I recognize that reviewing courts are obliged to "shows great deference to the interpretation given [an administrative regulation] by the officers or agency charged with its administration." Udall v. Tallman, 380 U.S. 1, 16, 85 S. Ct. 792, 801, 13 L. Ed. 2d 616 (1965). The deference properly accorded to an administrative construction of a regulation is not, however, absolute. An administrative interpretation is "of controlling weight unless it is plainly erroneous or inconsistent with the regulation." Udall v. Tallman, 380 U.S. at 16-17, 85 S. Ct. at 801; Bowles v. Seminole Rock Co., 325 U.S. 410, 413-14, 65 S. Ct. 1215, 1217, 89 L. Ed. 1700 (1945). Without deciding whether Nguyen's construction of § 103.6(e) is consistent with the language of the regulation or whether the particular facts and circumstances of this case cannot as a matter of law amount to a substantial violation, I find the construction of § 103.6(e) suggested by the Commissioner in this case inconsistent with the terms of the regulation.

The opinion of the Commissioner reasons that if good excuses were accepted, then persons without excuses "could disregard or ignore notices of hearings with impunity . . . [and] aliens could be surrendered at any time it suited their . . . convenience . . .."

First of all, this reasoning is excessively alarmist and illogical. It does not follow that the acceptance of a credible and valid excuse would result necessarily in lawlessness.

Nor, in my view, does the examiner's interpretation comport with the terms of the regulation.

Section 103.6(e) was amended in 1974. 39 Fed.Reg. 12334 (April 5, 1974). The prior version had permitted declaration of breach of an appearance based upon violation of its terms. 31 Fed.Reg. 11713 (Sept. 7, 1966). The amendment required a substantial violation as a basis for forfeiture.

The opinion of the Commissioner here reads the requirement of "substantial" violation out of the regulation, for he considers any violation a warrant for forfeiture.

It is for the agency, and not the court, to formulate standards as to what violations should be deemed substantial. Udall v. Tallman, supra. But the agency exceeds its power as established by its own regulation if it declares any violation to be substantial. The addition of the "substantiality" requirement would seem to require some evaluation of such factors as the extent of the breach, whether it was intentional or accidental on the part of the alien, whether it was in good faith and whether the alien took steps to make amends or put himself in compliance.

The importation of the substantiality requirement also presumably involved a recognition that such appearance bonds are not simply commercial contracts between the contracting agency and a guarantor. Characteristically surety companies do not issue such bonds without being fully secured by the alien. Accordingly they are likely to have little interest in the issue of forfeiture. In this case, for example, the surety, although nominally the plaintiff, has in fact made no appearances to contest the forfeiture. *449 Instead it has simply permitted its interest to be represented by the alien, who is indeed the true party in interest, since it is his liberty and his property which are in question.

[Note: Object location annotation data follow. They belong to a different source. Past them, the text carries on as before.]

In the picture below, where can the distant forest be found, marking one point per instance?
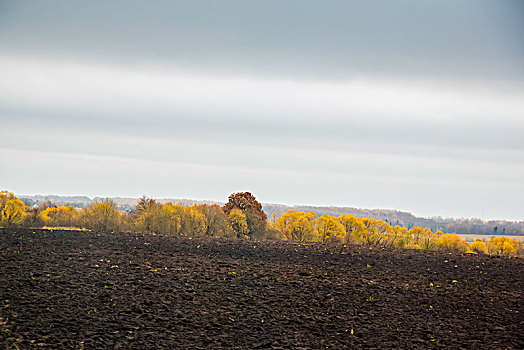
(393, 217)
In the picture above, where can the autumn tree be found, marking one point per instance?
(12, 210)
(255, 216)
(60, 216)
(353, 226)
(451, 242)
(378, 232)
(478, 246)
(238, 221)
(297, 226)
(103, 217)
(216, 221)
(503, 246)
(330, 229)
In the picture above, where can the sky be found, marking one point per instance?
(409, 105)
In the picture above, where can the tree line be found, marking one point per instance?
(243, 217)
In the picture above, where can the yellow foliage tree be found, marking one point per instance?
(297, 226)
(378, 232)
(103, 217)
(503, 246)
(60, 216)
(238, 221)
(12, 210)
(330, 229)
(451, 242)
(478, 246)
(354, 228)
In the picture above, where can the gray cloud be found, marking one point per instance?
(333, 40)
(408, 105)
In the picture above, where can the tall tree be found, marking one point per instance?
(255, 216)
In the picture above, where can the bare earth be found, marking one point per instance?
(67, 289)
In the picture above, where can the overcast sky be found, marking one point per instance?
(409, 105)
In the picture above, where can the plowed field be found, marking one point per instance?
(68, 289)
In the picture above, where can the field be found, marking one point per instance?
(470, 237)
(63, 289)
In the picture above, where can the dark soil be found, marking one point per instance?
(67, 289)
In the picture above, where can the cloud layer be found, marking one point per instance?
(420, 110)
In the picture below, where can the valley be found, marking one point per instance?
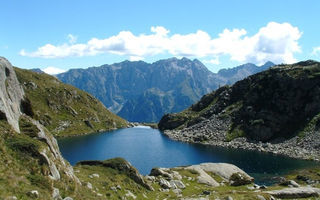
(36, 106)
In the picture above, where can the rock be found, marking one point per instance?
(33, 194)
(203, 177)
(56, 194)
(177, 191)
(263, 187)
(122, 166)
(164, 183)
(88, 123)
(260, 197)
(290, 183)
(228, 198)
(303, 178)
(178, 183)
(11, 198)
(99, 195)
(12, 101)
(150, 178)
(301, 192)
(130, 194)
(95, 175)
(206, 192)
(238, 179)
(224, 170)
(160, 172)
(89, 185)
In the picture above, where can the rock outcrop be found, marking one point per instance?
(28, 150)
(292, 193)
(11, 95)
(143, 92)
(278, 107)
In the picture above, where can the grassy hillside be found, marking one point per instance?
(63, 109)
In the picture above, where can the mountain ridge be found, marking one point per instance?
(277, 107)
(123, 86)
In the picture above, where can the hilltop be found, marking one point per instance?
(63, 109)
(274, 111)
(144, 92)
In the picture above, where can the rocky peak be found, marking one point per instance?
(11, 95)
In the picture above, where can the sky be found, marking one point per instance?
(62, 34)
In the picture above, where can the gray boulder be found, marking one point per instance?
(11, 95)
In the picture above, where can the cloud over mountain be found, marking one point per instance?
(276, 42)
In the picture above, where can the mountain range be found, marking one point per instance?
(144, 92)
(279, 106)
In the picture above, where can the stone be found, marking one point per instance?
(228, 198)
(56, 194)
(150, 178)
(176, 175)
(301, 192)
(263, 187)
(11, 95)
(164, 183)
(178, 183)
(89, 185)
(289, 183)
(206, 192)
(33, 194)
(204, 177)
(238, 179)
(130, 194)
(260, 197)
(11, 198)
(95, 175)
(160, 172)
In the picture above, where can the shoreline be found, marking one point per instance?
(283, 149)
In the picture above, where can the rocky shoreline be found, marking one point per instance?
(291, 148)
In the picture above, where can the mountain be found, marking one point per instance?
(143, 92)
(37, 70)
(63, 109)
(232, 75)
(278, 106)
(31, 165)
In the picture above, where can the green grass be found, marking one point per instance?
(55, 103)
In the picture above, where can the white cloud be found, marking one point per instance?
(316, 51)
(214, 61)
(72, 39)
(276, 42)
(53, 70)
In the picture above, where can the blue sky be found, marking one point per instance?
(79, 34)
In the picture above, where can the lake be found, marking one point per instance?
(146, 148)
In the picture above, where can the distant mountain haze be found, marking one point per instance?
(143, 92)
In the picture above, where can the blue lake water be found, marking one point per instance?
(146, 148)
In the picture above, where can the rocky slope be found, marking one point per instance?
(30, 157)
(63, 109)
(275, 111)
(143, 92)
(31, 165)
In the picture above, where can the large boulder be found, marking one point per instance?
(11, 95)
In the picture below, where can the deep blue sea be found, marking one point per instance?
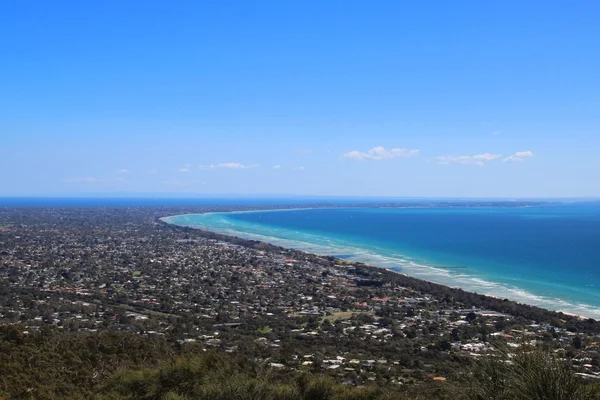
(545, 255)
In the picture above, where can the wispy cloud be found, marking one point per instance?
(237, 165)
(93, 180)
(380, 153)
(519, 156)
(230, 165)
(180, 183)
(478, 159)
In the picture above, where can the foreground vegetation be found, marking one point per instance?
(119, 366)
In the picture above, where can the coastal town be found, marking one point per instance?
(94, 270)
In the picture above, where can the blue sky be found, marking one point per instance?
(361, 98)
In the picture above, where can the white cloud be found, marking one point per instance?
(478, 159)
(177, 182)
(519, 156)
(236, 165)
(230, 165)
(92, 180)
(380, 153)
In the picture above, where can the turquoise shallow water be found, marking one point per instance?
(547, 256)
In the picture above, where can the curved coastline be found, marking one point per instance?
(441, 276)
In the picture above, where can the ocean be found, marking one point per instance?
(548, 256)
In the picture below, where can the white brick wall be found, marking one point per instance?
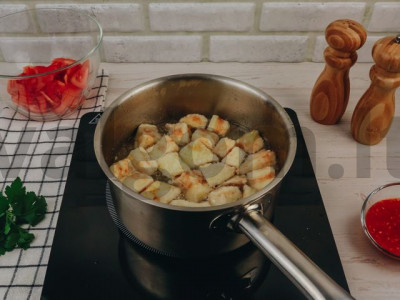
(307, 16)
(219, 30)
(152, 49)
(385, 17)
(114, 17)
(258, 48)
(23, 49)
(24, 24)
(201, 16)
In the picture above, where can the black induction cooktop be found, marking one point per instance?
(92, 259)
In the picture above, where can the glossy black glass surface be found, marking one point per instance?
(90, 259)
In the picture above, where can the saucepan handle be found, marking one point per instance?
(307, 276)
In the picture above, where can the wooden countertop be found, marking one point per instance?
(346, 171)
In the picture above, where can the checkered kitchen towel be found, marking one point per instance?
(40, 154)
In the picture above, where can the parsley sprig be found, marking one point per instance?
(19, 207)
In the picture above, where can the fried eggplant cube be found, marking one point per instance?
(161, 191)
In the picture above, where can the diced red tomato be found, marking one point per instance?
(79, 79)
(57, 92)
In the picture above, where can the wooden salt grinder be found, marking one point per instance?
(330, 94)
(374, 112)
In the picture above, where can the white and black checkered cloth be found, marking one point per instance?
(40, 154)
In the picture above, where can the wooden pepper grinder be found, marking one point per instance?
(374, 112)
(330, 94)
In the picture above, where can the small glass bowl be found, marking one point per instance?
(384, 192)
(49, 60)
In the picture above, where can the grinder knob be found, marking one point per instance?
(374, 112)
(330, 94)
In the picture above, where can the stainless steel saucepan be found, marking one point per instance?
(194, 232)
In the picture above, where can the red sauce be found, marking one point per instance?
(383, 223)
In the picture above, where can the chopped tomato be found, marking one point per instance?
(61, 62)
(57, 92)
(79, 79)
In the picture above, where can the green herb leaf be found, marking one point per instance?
(16, 208)
(4, 205)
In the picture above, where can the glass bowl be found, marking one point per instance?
(380, 219)
(49, 60)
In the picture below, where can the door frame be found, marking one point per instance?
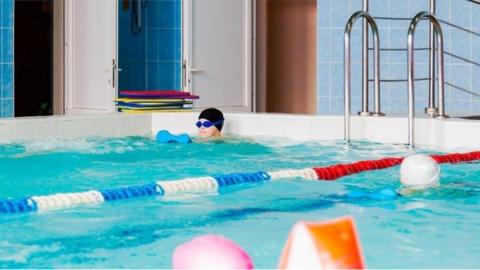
(58, 57)
(249, 35)
(69, 14)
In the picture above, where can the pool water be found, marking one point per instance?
(431, 229)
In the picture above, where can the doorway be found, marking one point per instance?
(39, 57)
(286, 56)
(33, 57)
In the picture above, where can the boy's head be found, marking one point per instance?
(210, 123)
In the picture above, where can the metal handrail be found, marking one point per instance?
(410, 71)
(347, 68)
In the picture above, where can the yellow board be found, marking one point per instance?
(137, 100)
(153, 108)
(151, 111)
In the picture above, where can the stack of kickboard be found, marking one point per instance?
(154, 101)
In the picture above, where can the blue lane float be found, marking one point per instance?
(17, 206)
(241, 178)
(203, 185)
(131, 192)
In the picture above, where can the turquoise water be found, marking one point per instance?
(436, 228)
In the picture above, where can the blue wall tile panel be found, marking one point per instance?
(6, 58)
(152, 59)
(461, 25)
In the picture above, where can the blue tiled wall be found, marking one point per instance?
(461, 25)
(152, 60)
(6, 56)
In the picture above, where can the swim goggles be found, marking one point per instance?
(207, 123)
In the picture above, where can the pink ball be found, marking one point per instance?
(211, 252)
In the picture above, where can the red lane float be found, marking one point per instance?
(334, 172)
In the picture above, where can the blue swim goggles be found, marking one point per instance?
(207, 123)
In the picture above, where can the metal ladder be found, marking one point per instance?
(347, 71)
(431, 110)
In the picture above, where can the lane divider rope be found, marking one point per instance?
(209, 184)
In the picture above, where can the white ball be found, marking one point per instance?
(419, 172)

Nothing in this opinion is intended to suggest that the Immigration Service should be lenient or weak in administering appearance bonds. I recognize the great difficulties and frustrations involved in managing this complex system, as well as the importance of exacting strict compliance with appointments set for hearings. As the regulation states, substantial violations appropriately warrant forfeiture. But that is not to say that every violation is substantial, regardless whether trifling, accidental or incurred in good faith.

The judgment of the Regional Commissioner is vacated and the matter is remanded in order that the examiner can determine what were the facts of the violation and whether, on such facts, the violation was "substantial" within the meaning of 8 C.F.R. § 103.6(e).